Closed bmcfee closed 6 years ago
Some recommendations from @pli1988:
Good overview and references plus it's short. http://ruder.io/deep-learning-nlp-best-practices/index.html#attention
More of a survey of attention...a bit old at this point, but good https://arxiv.org/pdf/1507.01053.pdf
Next Level Attention https://arxiv.org/abs/1706.03762
I think I have a couple more candidates lying around somewhere, will post later today, then would be good for those familiar with this literature to help guide the choice of which papers/blogs to focus on.
I think for a first run, either a survey or an early paper would be best. We can cover the more recent stuff later on.
I vote for Describing Multimedia Content using Attention-based Encoder–Decoder Networks
There's also the "original" attention paper:
Neural Machine Translation by Jointly Learning to Align and Translate https://arxiv.org/abs/1409.0473
Without having read the papers, I'm inclined to agree with @mcartwright that we should start with: "Describing Multimedia Content using Attention-based Encoder–Decoder Networks" https://arxiv.org/pdf/1507.01053.pdf
Unless there are any contenders, shall we go with this paper?
Just saw there's a bunch of attention paper suggestions on #2. Pasting them here, @bmcfee @mcartwright @pli1988 shall we stick to this issue for attention papers?
@bmcfee: Chiu and Raffel 17: https://arxiv.org/abs/1712.05382 Mnih 14: http://papers.nips.cc/paper/5542-recurrent-models-of-visual-attention Gregor 15: https://arxiv.org/abs/1502.04623 (aka DRAW) Xu 15: http://proceedings.mlr.press/v37/xuc15.html (show-attend-tell) Arandjelovic 17: https://arxiv.org/abs/1705.08168 (look-listen-learn)
@pli1988: I really like this survey.

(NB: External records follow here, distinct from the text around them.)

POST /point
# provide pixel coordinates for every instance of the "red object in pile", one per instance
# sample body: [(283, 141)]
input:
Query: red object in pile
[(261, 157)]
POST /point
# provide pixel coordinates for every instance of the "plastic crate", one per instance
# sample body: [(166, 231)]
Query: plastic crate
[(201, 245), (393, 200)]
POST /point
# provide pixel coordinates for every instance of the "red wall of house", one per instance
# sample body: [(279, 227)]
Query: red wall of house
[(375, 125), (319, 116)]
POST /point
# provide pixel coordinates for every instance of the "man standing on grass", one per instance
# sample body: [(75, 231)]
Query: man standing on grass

It starts with seq2seq first which I think is important. https://arxiv.org/pdf/1507.01053.pdf This blog covers a bunch of different flavors of attention and is easy to read. http://ruder.io/deep-learning-nlp-best-practices/index.html#attention Attention is all you need. https://arxiv.org/pdf/1706.03762.pdf
It still seems to me like the Cho's survey paper (Describing Multimedia Content using Attention-based Encoder–Decoder Networks) would be the best starting point - any comments?
SGTM. Do you have an alternative link to the pdf? I'm getting a 403 error.
NM, looks like it was a temporary arxiv hiccup. @justinsalamon can you send the paper out to the group?
Attention papers? @justinsalamon